His fingers lace with mine, rough and warm and familiar. "And six months from now? When you're missing your friends, your career, everything you built?"
"Bold of you to assume I have friends in Manhattan." The joke falls flat, lost in the gravity between us. "I've never felt more alive than I do here. More real."
"That's the festival talking." But his thumb traces circles on my palm, betraying him. "The romance of it all."
"No." I tug my hand free, suddenly angry. "That's me talking. The woman who's spent three months learning every creek and fence line of this place. Who knows exactly how you take your coffee and which flannel shirts are your favorites and the way you pray every morning."
I meet his gaze steadily. "And every morning, I fell a little more in love with the man who asks God to help him be what Emma needs, who works himself to exhaustion trying to save a legacy he thinks he's already lost."
A sound escapes him—pain or protest or maybe both. "Don't."
"Don't what? Tell you the truth?" I press closer, brave or stupid or maybe both. "That's what you wanted, isn't it? Reality instead of romance novel fantasy?"
His hands come up to frame my face, rough and gentle all at once. "You deserve better than a man who's lost everything."

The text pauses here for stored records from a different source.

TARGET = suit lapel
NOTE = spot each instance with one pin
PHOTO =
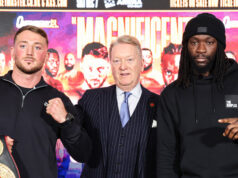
(147, 118)
(106, 103)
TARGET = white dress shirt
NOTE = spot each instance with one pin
(132, 100)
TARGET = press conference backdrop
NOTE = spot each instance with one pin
(71, 25)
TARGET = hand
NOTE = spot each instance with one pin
(231, 130)
(56, 109)
(9, 142)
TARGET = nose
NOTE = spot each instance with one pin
(123, 65)
(201, 48)
(29, 50)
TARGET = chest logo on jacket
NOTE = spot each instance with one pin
(231, 101)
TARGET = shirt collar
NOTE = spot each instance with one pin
(136, 91)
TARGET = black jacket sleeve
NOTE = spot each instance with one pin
(168, 139)
(74, 137)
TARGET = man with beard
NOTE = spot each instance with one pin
(94, 66)
(146, 78)
(198, 124)
(34, 114)
(120, 118)
(51, 69)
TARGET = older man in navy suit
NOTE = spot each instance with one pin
(121, 118)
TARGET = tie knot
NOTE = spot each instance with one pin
(127, 94)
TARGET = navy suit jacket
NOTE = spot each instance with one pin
(96, 106)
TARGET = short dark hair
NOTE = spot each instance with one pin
(32, 29)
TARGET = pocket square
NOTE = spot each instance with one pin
(154, 124)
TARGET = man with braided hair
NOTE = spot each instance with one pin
(198, 124)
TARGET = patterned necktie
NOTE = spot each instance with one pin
(124, 112)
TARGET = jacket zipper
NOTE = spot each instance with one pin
(24, 96)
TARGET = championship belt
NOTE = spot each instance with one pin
(8, 167)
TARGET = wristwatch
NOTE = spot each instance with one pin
(69, 117)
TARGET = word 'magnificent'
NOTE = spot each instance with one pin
(203, 3)
(34, 3)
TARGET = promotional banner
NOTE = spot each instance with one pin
(79, 42)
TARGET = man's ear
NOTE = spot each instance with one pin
(12, 52)
(142, 63)
(46, 56)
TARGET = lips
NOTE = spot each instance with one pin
(124, 74)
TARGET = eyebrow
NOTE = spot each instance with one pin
(27, 42)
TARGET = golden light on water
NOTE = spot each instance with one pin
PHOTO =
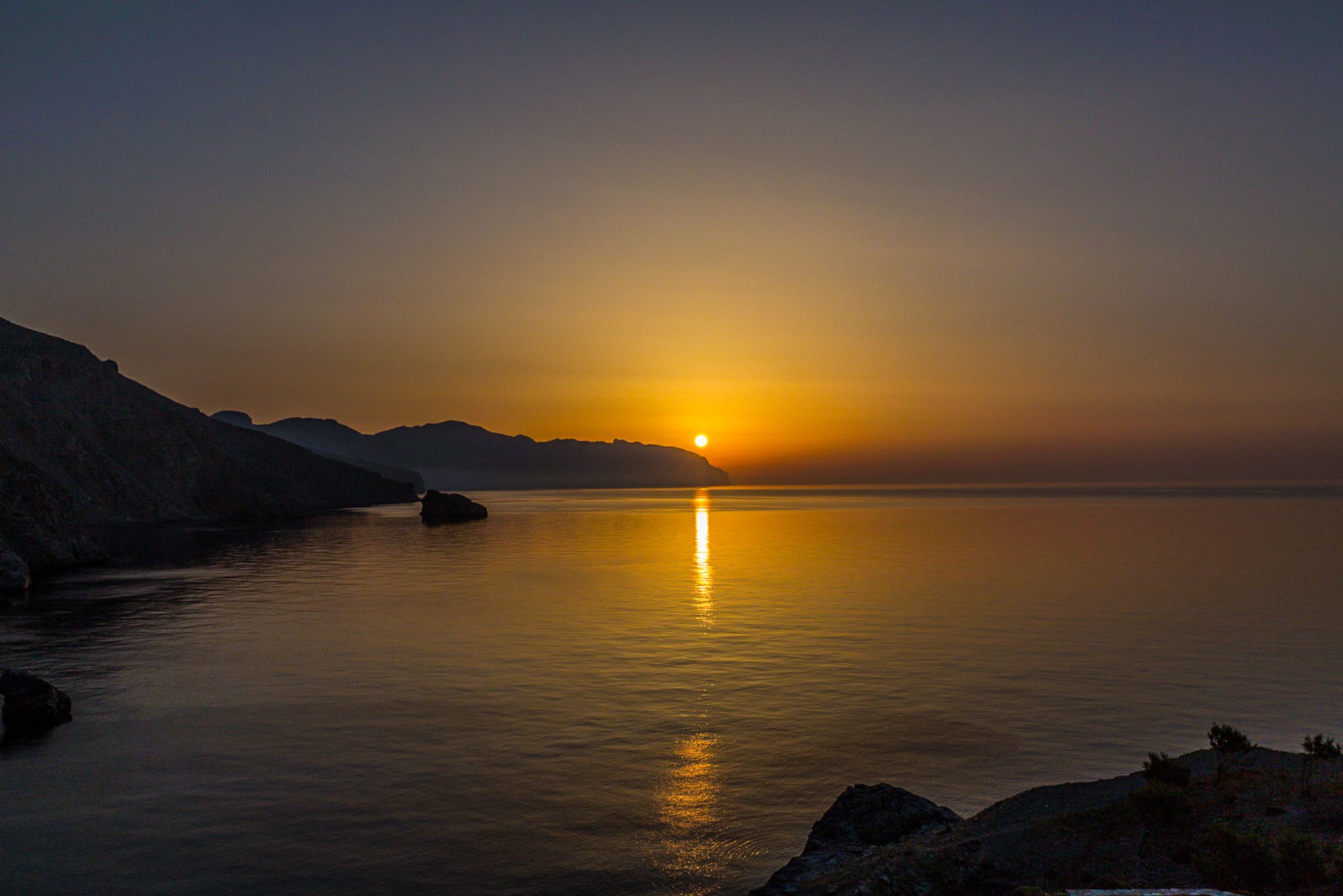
(703, 570)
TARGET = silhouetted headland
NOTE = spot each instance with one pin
(1252, 830)
(84, 448)
(458, 456)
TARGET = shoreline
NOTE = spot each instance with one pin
(1249, 832)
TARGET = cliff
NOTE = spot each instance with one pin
(1252, 832)
(458, 456)
(83, 448)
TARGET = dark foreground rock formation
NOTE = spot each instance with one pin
(1252, 833)
(436, 507)
(84, 448)
(460, 456)
(30, 703)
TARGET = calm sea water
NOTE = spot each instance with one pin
(638, 692)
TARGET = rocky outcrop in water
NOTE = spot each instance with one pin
(436, 507)
(84, 448)
(460, 456)
(1252, 832)
(30, 703)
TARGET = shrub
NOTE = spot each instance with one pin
(1166, 770)
(1318, 748)
(1162, 804)
(1302, 862)
(1233, 859)
(1226, 741)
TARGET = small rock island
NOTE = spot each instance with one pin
(30, 703)
(436, 507)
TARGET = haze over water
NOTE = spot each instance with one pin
(639, 692)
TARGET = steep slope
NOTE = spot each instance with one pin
(328, 439)
(460, 456)
(83, 446)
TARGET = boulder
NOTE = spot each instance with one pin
(436, 507)
(31, 703)
(873, 816)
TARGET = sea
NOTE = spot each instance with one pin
(639, 692)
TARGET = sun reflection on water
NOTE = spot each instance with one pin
(703, 570)
(689, 804)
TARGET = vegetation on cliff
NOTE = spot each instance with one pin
(1267, 824)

"You haven't lost everything." I cover his hands with mine, holding him there. "Not yet. Not unless you let go."
For a moment, I think he might kiss me again. His eyes drop to my mouth, and I feel his breath hitch. But then he pulls away, creating a distance that feels like miles.

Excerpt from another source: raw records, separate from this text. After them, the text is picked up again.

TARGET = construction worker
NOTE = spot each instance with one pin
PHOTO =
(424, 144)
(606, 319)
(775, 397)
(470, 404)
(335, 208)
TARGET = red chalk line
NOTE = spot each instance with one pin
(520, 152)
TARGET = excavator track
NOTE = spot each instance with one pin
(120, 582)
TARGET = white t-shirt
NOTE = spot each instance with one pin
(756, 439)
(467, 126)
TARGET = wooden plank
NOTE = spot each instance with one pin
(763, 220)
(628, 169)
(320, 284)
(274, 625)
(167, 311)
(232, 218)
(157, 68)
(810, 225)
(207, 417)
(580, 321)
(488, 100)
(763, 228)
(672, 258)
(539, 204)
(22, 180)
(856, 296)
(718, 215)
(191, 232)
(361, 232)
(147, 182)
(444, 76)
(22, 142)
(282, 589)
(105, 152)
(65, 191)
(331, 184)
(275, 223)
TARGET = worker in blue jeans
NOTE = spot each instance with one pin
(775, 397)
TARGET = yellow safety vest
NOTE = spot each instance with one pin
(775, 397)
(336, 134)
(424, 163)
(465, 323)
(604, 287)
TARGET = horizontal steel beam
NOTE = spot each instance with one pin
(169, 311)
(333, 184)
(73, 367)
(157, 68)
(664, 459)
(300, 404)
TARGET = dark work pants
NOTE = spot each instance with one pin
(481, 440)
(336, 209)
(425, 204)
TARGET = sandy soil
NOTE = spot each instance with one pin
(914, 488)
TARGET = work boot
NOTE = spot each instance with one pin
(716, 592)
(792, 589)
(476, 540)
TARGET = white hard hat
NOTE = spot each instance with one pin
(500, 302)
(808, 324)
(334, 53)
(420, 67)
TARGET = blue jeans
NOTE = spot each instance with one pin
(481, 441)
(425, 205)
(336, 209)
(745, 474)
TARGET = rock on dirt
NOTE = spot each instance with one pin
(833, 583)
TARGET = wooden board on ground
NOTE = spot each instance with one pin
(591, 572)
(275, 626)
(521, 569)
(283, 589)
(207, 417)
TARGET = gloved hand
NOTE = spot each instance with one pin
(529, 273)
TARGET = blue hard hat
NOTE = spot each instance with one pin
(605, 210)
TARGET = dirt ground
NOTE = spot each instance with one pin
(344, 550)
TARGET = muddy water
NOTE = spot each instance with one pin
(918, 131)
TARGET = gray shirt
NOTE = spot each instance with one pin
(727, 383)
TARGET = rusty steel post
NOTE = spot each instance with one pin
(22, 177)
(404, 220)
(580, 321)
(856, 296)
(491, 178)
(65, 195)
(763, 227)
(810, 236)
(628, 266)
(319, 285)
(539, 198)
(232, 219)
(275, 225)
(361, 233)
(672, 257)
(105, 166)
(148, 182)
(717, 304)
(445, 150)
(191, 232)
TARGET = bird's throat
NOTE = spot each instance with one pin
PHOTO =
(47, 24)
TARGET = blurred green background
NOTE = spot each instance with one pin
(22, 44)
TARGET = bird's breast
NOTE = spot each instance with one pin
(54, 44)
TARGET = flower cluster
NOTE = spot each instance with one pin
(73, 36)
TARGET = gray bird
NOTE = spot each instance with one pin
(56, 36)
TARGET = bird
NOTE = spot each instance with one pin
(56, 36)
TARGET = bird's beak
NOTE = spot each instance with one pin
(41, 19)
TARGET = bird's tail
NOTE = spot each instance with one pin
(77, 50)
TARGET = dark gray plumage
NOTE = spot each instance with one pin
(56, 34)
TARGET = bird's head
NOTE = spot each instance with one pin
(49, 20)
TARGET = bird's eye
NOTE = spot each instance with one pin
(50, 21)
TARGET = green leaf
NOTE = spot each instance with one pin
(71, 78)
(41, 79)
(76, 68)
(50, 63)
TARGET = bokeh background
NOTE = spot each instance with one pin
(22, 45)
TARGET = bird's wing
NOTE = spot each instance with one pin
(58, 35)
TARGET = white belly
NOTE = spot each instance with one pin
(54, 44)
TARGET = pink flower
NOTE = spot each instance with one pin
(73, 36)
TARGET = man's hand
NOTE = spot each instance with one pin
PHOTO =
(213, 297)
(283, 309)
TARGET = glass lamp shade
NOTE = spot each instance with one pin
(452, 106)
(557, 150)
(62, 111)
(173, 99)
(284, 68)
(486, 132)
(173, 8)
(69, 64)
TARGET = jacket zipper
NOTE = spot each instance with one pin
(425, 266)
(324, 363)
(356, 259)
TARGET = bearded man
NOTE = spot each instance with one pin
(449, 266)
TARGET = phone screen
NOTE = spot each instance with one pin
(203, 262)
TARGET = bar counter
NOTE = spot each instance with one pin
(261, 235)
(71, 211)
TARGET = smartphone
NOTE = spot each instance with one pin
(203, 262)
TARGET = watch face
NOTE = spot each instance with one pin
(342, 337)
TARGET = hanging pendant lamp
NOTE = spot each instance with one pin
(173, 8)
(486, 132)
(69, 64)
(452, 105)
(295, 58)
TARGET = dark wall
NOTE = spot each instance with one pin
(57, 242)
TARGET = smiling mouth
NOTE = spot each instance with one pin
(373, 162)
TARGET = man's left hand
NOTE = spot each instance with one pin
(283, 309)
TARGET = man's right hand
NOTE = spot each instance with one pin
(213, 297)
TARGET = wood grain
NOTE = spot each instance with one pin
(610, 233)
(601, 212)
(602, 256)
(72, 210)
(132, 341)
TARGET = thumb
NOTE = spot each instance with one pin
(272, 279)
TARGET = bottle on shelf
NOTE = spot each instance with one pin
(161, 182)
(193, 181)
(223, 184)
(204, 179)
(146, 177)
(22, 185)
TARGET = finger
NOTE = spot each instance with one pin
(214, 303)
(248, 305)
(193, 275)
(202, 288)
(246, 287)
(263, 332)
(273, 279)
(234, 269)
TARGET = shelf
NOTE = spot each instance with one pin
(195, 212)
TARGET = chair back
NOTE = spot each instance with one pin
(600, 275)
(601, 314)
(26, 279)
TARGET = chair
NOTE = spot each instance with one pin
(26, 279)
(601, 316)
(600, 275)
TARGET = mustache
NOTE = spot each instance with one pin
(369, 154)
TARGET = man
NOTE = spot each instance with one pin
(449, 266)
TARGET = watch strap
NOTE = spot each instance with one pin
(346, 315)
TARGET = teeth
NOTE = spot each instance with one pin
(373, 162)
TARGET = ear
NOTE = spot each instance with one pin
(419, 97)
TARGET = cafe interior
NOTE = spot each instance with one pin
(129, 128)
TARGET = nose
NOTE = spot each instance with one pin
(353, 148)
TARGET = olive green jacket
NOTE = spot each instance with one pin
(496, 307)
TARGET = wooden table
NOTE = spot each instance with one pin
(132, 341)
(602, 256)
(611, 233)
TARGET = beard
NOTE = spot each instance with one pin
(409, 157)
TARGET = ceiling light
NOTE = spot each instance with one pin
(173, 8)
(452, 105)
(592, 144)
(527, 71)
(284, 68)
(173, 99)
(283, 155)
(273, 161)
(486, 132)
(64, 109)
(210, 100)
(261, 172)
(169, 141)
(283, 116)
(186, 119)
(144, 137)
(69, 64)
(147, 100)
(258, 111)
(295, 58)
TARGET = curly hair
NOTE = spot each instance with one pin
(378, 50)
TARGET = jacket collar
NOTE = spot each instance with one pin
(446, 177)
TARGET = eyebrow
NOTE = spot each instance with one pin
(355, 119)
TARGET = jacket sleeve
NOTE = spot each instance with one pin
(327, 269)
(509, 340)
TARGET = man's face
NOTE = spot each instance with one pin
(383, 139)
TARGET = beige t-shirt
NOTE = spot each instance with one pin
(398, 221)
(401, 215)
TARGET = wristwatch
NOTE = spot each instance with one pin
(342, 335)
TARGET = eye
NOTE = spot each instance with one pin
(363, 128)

"The realtor's coming Tuesday." His voice is steady now, controlled. "Figure we can be moved out by the end of the month."
And just like that, reality crashes back in with all the subtlety of a Montana winter. I wrap my arms around myself, suddenly cold despite the morning sun streaming through my window.
"When do you head back?" he asks, and I hate how careful his voice sounds. Like he's handling something fragile. Like he's already practicing distance.
"I..." The words stick in my throat. Because the truth is, I don't want to go back. Not to Manhattan, not to my old life, not to a world that suddenly feels as artificial as my old cowboys doing sunrise yoga.
But looking at him now, seeing the walls coming back up behind his eyes, I realize maybe I don't have a choice. Maybe some stories don't get the ending you write for them, no matter how much truth you pour onto the page.